Susskind described just how counterintuitive this is. The holograms we’re familiar with store an interference pattern that only becomes information we can interpret once light passes through them. On a micro-scale, related bits of information may be scattered far apart, and it’s impossible to figure out what bit encodes what. And, when it comes to the event horizon, the bits are vanishingly small, on the level of the Planck scale (1.6 x 10-35 meters). These bits are so small, as ‘t Hooft noted, that you can store a staggering amount of information in a reasonable amount of space—enough to describe all the information that’s been sucked into a black hole.
The price, as Susskind noted, was that the information is “hopelessly scrambled” when you do so.
From a black hole to the Universe
Berkeley’s Raphael Bousso was on hand to describe how these ideas were expanded out to encompass the Universe as a whole. As he put it, the math that describes how much information a surface can store works just as well if you get rid of the black hole and event horizon. (This shouldn’t be a huge surprise, given that most of the Universe is far less dense than the area inside a black hole.) Any surface that encloses an area of space in this Universe has sufficient capacity to describe its contents. The math, he said, works so well that “it seems like a conspiracy.”

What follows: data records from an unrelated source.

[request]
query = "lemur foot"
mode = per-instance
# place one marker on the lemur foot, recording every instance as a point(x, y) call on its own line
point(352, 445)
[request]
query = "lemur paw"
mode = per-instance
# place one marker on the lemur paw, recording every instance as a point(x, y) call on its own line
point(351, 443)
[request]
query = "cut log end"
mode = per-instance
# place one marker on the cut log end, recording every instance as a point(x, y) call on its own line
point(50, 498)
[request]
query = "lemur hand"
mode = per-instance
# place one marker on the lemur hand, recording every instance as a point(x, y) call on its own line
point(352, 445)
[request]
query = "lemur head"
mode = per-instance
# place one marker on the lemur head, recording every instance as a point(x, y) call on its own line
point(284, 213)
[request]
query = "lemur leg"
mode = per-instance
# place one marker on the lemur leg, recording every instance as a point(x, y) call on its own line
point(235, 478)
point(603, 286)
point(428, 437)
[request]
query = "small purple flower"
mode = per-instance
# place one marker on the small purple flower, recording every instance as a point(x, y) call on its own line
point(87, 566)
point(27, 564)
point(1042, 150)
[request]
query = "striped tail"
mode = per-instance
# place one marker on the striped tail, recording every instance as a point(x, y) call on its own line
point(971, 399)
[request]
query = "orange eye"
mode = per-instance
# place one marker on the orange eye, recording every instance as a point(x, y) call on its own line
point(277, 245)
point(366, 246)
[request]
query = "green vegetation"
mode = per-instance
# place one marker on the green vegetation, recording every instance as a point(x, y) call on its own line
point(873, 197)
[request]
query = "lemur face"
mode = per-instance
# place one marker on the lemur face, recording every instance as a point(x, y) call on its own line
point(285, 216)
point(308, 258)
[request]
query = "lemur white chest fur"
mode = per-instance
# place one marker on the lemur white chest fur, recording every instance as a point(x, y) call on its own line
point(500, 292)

To him, at least. Verlinde pointed out that things in the Universe scale with volume, so it’s counterintuitive that we should expect its representation to them to scale with a surface area. That counterintuitiveness, he thinks, is one of the reasons that the idea has had a hard time being accepted by many.
When it comes to the basic idea—the Universe can be described using a hologram—the panel was pretty much uniform, and Susskind clearly felt there was a consensus in its favor. But, he noted, as soon as you stepped beyond the basics, everybody had their own ideas, and those started coming out as the panel went along. Bousso, for example, felt that the holographic principle was “your ticket to quantum gravity.” Objects are all attracted via gravity in the same way, he said, and the holographic principle might provide an avenue for understanding why (if he had an idea about how, though, he didn’t share it with the audience). Verlinde seemed to agree, suggesting that, when you get to objects that are close to the Planck scale, gravity is simply an emergent property.

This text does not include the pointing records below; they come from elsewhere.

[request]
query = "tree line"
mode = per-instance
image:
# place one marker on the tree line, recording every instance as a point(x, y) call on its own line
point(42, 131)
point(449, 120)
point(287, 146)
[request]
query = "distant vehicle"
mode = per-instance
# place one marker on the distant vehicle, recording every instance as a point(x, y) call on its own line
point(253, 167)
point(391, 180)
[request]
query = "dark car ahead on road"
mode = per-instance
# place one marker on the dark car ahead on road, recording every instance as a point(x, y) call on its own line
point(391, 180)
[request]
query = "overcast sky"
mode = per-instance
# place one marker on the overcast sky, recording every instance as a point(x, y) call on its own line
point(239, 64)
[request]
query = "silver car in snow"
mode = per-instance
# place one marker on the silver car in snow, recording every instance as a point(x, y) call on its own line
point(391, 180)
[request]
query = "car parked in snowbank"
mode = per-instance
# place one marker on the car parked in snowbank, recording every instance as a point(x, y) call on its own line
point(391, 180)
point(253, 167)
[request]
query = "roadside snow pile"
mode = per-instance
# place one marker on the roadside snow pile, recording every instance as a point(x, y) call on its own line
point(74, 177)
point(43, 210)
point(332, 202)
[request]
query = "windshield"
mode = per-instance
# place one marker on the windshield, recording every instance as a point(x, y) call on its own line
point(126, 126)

But ‘t Hooft seemed to be hoping that the holographic principle could solve a lot more than the quantum nature of gravity—to him, it suggested there might be something underlying quantum mechanics. For him, the holographic principle was a bit of an enigma, since disturbances happen in three dimensions, but propagate to a scrambled two-dimensional representation, all while obeying the Universe’s speed limit (that of light). For him, this suggests there’s something underneath it all, and he’d like to see it be something that’s a bit more causal than the probabilistic world of quantum mechanics; he’s hoping that a deterministic world exists somewhere near the Planck scale. Nobody else on the panel seemed to be all that excited about the prospect, though.

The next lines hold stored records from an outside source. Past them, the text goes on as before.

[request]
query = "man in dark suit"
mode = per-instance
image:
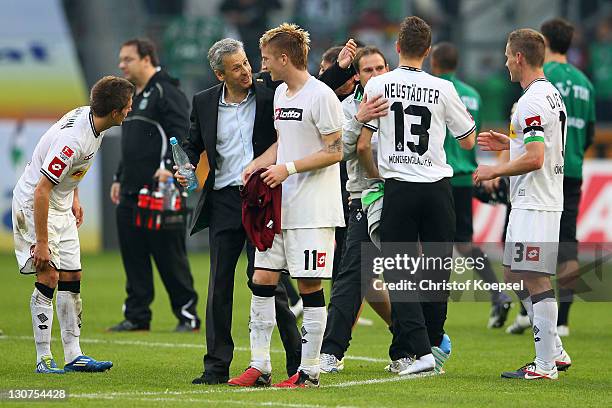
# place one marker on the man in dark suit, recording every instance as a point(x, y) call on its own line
point(232, 123)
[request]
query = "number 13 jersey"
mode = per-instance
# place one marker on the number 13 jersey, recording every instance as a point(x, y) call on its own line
point(411, 136)
point(540, 117)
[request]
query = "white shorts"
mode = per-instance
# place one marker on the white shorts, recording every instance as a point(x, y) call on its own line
point(303, 253)
point(63, 239)
point(532, 241)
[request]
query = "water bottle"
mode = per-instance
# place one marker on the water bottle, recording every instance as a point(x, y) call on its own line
point(170, 195)
point(182, 162)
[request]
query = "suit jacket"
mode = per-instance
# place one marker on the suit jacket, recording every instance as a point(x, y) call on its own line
point(203, 137)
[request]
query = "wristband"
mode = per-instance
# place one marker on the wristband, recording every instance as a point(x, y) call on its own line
point(291, 168)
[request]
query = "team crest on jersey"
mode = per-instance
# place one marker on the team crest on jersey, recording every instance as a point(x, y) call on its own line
point(321, 259)
point(66, 153)
point(533, 121)
point(56, 167)
point(288, 114)
point(533, 254)
point(79, 174)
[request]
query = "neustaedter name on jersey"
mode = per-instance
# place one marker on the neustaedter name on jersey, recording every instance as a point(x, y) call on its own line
point(288, 114)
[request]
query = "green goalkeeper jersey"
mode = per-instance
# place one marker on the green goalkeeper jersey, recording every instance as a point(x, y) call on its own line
point(579, 98)
point(462, 161)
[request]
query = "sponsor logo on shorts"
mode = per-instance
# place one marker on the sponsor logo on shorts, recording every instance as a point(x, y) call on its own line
point(288, 114)
point(56, 167)
point(321, 259)
point(533, 254)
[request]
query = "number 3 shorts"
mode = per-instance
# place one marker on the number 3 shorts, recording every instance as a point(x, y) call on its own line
point(532, 241)
point(303, 253)
point(63, 239)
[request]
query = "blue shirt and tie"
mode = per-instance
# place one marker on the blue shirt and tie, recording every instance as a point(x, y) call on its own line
point(234, 140)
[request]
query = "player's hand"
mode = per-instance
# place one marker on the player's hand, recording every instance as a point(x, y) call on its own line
point(162, 175)
point(115, 192)
point(372, 108)
point(246, 173)
point(484, 172)
point(490, 186)
point(41, 255)
point(78, 212)
point(347, 54)
point(182, 180)
point(275, 175)
point(493, 141)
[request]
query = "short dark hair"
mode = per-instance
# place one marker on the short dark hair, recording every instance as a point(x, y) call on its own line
point(331, 55)
point(414, 37)
point(446, 56)
point(110, 93)
point(559, 33)
point(530, 44)
point(144, 47)
point(365, 51)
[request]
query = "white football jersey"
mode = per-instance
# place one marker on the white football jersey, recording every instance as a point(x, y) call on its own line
point(311, 199)
point(63, 155)
point(411, 136)
point(540, 116)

What was missing from the discussion was an attempt to tackle one of the issues that plagues string theory: the math may all work out and it could provide a convenient way of looking at the world, but is it actually related to anything in the actual, physical Universe? Nobody even attempted to tackle that question. Still, the panel did a good job of describing how something that started as an attempt to handle a special case—the loss of matter into a black hole—could provide a new way of looking at the Universe. And, in the process, how people could eventually convince Stephen Hawking he got one wrong.